How To Create a Great Tripwire

So you’re probably wondering what a ‘Tripwire’ is and how does it work?

A tripwire is a low priced offer that will be much easier to sell to customers than your main product, then having the opportunity to up-sell them once they’re in your sales funnel. The idea is that once the customers have bought from you once and they have seen how valuable only a fragment of your offer is, they would be much more inclined to buy your main, more expensive product.

Not many people would be willing to spend a lot of money to buy from someone they don’t know, or if they’re unsure about the product or service quality.

You are basically using tripwire as a form of indoctrination; you’re giving a lot of value for a small compensation and thus building a sort of trust between your customer and your products/business.

Many of these tripwires are quite cheap and don’t bring any significant profit to the business. But bringing direct profit is not their purpose. The purpose is to find new customers that would be interested in buying your main product, the one that actually brings in the money.

This brings us to one of the main characteristics of tripwires, and that’s their price. The main idea is that it should be only a fraction of the cost of your main product or service. For that reason, tripwires usually cost $7, $20 or $37. There are instances when the price of the tripwire can be significantly higher, but those are special cases when you have a really high-ticket offer.

Another important thing about tripwires is context. I mentioned it a few times already in previous posts, but it’s one of the essential things when running a well thought out business. You have to place your offers and all of your business operations into context. When I say context for tripwires, what I mean is that you have to offer something that highly pertains to the main offer itself.

For example, if you have this amazing weight loss program, but you decide to offer a tripwire that caters to the needs of people who want to get back into shape or gain some muscles, you’re definitely making a mistake. Just think about it, a person who wants more definition wants to find out how they can gain the muscle mass, and in your main offer, you’re offering them a way to lose weight. That’s not what they signed up for. It would be a miracle if people who bought your tripwire offer would take you up on the up-sell and buy your main product.

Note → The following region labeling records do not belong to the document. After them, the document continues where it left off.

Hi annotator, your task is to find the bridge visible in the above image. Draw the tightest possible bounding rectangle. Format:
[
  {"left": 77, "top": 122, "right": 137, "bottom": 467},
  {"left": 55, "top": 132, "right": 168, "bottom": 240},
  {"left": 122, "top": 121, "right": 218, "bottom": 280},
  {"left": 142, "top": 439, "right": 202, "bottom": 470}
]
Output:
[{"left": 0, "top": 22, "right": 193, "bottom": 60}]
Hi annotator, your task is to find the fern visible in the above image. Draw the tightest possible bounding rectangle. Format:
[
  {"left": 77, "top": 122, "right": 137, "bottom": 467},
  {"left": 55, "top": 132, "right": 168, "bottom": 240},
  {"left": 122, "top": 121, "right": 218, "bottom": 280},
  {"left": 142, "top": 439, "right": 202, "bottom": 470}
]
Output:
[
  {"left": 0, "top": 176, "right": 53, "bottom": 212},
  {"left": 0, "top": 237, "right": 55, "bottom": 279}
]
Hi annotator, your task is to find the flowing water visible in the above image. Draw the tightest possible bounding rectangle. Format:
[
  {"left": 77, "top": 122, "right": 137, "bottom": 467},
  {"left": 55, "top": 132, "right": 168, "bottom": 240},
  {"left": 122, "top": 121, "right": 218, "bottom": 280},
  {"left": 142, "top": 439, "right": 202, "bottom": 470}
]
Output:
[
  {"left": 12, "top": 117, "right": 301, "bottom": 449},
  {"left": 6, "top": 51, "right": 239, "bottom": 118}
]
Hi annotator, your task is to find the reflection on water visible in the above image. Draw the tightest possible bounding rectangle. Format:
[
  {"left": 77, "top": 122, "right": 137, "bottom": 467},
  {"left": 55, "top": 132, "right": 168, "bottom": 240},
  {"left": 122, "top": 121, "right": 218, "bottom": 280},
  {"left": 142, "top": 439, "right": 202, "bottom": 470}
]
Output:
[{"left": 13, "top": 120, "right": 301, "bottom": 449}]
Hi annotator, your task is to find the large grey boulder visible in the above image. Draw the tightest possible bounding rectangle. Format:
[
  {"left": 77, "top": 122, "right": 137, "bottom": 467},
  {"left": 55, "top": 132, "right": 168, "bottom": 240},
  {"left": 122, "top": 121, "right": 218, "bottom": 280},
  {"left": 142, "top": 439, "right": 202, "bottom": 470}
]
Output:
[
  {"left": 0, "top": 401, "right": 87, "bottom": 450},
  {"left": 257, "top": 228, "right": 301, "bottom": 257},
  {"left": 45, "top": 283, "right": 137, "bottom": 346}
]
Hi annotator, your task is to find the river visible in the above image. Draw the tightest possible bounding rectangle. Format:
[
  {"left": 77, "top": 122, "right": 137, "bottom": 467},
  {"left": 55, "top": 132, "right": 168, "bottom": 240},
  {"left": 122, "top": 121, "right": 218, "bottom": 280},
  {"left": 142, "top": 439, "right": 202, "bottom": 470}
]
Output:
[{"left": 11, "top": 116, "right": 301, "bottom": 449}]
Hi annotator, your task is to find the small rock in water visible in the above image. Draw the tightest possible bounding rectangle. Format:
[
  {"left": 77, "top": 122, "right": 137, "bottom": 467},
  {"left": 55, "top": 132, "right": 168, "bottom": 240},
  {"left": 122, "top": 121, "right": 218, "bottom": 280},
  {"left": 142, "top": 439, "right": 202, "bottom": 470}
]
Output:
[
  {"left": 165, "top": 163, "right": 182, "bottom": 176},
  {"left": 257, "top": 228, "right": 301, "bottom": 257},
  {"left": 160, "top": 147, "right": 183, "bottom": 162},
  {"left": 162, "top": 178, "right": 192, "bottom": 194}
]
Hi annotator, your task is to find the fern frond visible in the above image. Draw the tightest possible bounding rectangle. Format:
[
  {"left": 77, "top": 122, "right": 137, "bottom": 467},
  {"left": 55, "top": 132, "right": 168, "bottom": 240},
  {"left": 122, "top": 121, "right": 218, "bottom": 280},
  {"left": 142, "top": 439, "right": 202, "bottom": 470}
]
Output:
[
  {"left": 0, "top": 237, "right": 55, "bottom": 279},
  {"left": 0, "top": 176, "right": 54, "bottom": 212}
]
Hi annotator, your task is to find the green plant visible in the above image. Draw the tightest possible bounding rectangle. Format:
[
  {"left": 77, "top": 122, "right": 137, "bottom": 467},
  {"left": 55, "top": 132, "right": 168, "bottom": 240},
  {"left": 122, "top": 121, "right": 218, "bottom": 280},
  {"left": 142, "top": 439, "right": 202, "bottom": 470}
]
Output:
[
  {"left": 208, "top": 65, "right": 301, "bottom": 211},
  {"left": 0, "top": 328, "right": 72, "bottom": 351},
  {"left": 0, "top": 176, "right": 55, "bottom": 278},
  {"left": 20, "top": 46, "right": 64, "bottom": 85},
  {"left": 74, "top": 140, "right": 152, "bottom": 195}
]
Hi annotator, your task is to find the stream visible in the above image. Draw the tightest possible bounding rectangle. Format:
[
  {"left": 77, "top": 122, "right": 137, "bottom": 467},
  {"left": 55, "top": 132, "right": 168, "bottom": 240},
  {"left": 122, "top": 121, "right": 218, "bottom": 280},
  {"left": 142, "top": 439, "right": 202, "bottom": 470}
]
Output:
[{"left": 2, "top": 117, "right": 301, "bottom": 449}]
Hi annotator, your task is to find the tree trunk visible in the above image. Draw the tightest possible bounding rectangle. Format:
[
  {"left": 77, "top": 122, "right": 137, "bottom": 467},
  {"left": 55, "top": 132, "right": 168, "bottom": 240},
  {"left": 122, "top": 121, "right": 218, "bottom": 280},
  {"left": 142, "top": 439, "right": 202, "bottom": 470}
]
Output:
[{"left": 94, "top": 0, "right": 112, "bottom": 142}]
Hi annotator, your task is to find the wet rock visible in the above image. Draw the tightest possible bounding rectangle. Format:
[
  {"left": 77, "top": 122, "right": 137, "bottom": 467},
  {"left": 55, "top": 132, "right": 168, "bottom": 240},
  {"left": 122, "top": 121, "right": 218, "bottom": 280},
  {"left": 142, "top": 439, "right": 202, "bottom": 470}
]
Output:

So, now that we’ve covered the main tripwire features, how can you, as a business owner, create one?

Well, it all depends on the products and the services that you offer.

If we take the previously mentioned weight loss program that spans over the course of a couple of months, there are a couple of things that you could do.

First, you could write a book and sell it in the form of a hard copy. In this book, you try to give them as much useful information as possible, but you try to be as specific as possible too. For example, you concentrate on the dietary aspect of losing weight, but you tell them that it’s extremely important for them to work out if they want to achieve amazing results.

With this book, you’re showing them how it could all be for them; you’re showing them how they could achieve all this. You’re also giving them a reason, some proof that they should trust your skills. Also, you’ve given them a lot of information and the steps that they can follow on their own. Now, you can up-sell them to your more expensive program and start earning money.

The second option for a tripwire, if you have a weight loss or fitness program in mind, is to offer a free two-week trial, or a one-month trial, depending on the duration of your program. This option right here is a combination of a tripwire offer and the main offer because you’re actually offering a chance for people to test and try out the main offer for one month before deciding if they want to continue with it.

Strategically, the best way to handle a trial offer is to ask for their credit card information upfront, and only charge this small price for the trial period. However, you need to make it clear to them that they will be paying in full if they don’t cancel the trial before the month is up. This way, the ones that want to stay in the program are all set, and you are asking only those who would like to leave the program to take some sort of action. So, instead of asking them to opt in, you’re asking them to opt out if they’re not interested.

And trust me, when they start seeing the results, they won’t be so quick to leave the program.

The third tripwire option if you have a really high-ticket fitness or weight loss program is to offer a session or two for $97, for example. And even though this price sounds like a lot; you remember when I said that the tripwire price should be only a fraction of what the main product or service costs. Well, if your main product is worth $1,000 or $5,000, then those $97 for a tripwire are really not a big deal.

You could also create a couple of training videos that would target a specific body area that could act as a teaser for the main program. For instance, your tripwire topic would be “How To Get Rid Of Persistent Belly Fat With 30-Minute Workouts.”

On the other hand, you can have multiple tripwires if necessary. Nothing is stopping you from offering both a hard copy book and a trial offer as a tripwire. The book could be your primary tripwire, so to say, and you would offer trial offers now and then. Not only because you don’t want to lose money, but because you want to create scarcity, to spur people into action to take you up on that offer.

Tripwires are not a recent development, they’ve been around in the world of marketing for a very long time, but the notion of offering tripwires was greatly popularized with the advent of the internet, and I can rightly say that it has since changed the rules of the game.